Roger Simon needs a new pro-Palin talking point. His is broken.

Politico's Roger Simon continues shilling for Sarah Palin on Hardball, where, among other things, he defended her from criticizing for quitting by pointing out that “Bob Dole quit.”

Sigh.

That was a dumb point when Simon first made it nearly a month ago, and it remains dumb.

Let's recap:

Bob Dole left the Senate after he had already wrapped up the Republican presidential nomination, and with just a few months remaining before the general election. Sarah Palin quit Alaska's governorship nearly three years before the first 2012 primary will occur. Bob Dole had served Kansas in Congress for more than 30 years. Sarah Palin had been governor for 2 years. They just aren't comparable situations.

And after Dole quit, he lost the general election.

So what, exactly, does saying “Bob Dole quit” add to the conversation?

UPDATE: It gets dumber. Simon, later in the broadcast: “Bob Dole gave up his US Senatorship in 1996 to run for president. The party didn't care... he got the nomination.”

Once again: Bob Dole had already wrapped up the nomination when he resigned. Roger Simon, who was "standing right there" when Dole did it, should probably know that.
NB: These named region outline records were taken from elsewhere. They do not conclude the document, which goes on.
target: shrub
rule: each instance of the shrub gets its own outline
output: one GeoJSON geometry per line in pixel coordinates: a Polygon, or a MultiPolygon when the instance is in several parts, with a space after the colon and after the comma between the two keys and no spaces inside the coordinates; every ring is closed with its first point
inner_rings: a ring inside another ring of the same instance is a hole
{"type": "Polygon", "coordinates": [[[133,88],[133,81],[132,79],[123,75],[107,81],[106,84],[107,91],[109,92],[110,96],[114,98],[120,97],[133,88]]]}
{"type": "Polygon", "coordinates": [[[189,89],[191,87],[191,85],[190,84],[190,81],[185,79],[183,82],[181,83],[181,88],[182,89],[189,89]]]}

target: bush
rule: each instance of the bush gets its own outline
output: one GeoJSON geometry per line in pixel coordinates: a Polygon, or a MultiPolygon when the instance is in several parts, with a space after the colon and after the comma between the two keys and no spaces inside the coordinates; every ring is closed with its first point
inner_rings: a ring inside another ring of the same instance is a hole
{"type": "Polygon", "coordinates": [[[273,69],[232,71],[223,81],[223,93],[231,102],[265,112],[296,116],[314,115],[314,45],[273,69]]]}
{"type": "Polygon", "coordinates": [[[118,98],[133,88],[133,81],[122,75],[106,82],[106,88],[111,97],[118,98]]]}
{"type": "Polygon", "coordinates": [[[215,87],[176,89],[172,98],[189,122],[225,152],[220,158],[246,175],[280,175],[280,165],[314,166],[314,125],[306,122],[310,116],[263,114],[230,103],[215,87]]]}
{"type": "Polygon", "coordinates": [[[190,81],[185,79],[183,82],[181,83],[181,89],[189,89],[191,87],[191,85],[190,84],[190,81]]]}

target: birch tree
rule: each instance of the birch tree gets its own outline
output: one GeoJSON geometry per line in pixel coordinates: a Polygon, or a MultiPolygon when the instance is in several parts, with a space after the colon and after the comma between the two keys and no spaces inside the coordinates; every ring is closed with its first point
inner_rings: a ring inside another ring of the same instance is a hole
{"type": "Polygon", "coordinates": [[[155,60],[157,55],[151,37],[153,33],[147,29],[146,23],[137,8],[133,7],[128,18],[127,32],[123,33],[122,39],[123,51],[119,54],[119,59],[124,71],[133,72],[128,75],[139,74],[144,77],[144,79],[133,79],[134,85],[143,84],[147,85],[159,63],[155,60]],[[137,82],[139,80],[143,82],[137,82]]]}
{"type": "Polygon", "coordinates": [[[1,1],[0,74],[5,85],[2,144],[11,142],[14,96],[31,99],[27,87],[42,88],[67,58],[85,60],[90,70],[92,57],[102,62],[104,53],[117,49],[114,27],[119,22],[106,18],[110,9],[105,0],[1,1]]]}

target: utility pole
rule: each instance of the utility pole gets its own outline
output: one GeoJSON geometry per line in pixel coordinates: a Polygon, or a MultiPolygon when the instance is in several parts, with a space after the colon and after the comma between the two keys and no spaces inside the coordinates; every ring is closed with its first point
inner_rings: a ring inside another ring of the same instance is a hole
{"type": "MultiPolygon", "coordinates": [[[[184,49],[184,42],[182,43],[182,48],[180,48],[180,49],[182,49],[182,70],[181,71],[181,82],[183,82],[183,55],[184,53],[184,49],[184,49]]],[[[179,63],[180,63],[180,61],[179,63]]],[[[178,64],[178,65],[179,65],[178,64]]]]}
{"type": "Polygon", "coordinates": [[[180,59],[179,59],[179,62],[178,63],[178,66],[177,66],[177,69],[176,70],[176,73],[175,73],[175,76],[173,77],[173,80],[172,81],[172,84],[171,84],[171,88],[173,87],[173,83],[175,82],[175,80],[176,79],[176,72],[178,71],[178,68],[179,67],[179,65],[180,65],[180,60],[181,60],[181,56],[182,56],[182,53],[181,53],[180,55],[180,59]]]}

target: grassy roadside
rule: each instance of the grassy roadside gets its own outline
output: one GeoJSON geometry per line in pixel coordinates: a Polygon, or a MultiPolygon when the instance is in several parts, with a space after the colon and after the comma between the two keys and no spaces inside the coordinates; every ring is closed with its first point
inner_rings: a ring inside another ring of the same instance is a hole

UPDATE 2: And just for the record, a lot of people think, and thought at the time, that Dole made a mistake in giving up his Senate seat, because it eliminated his ability to make news in an official, rather than political, capacity. That's a Dole-Palin comparison that makes logical and factual sense (which doesn't mean Palin's resignation will play out the same way.) Simon's comparison of the two does not; it's the kind of false and nonsensical line you see a politician's supporters make when they don't have any good arguments. Except in this case, it's journalist Roger Simon who keeps pulling it out.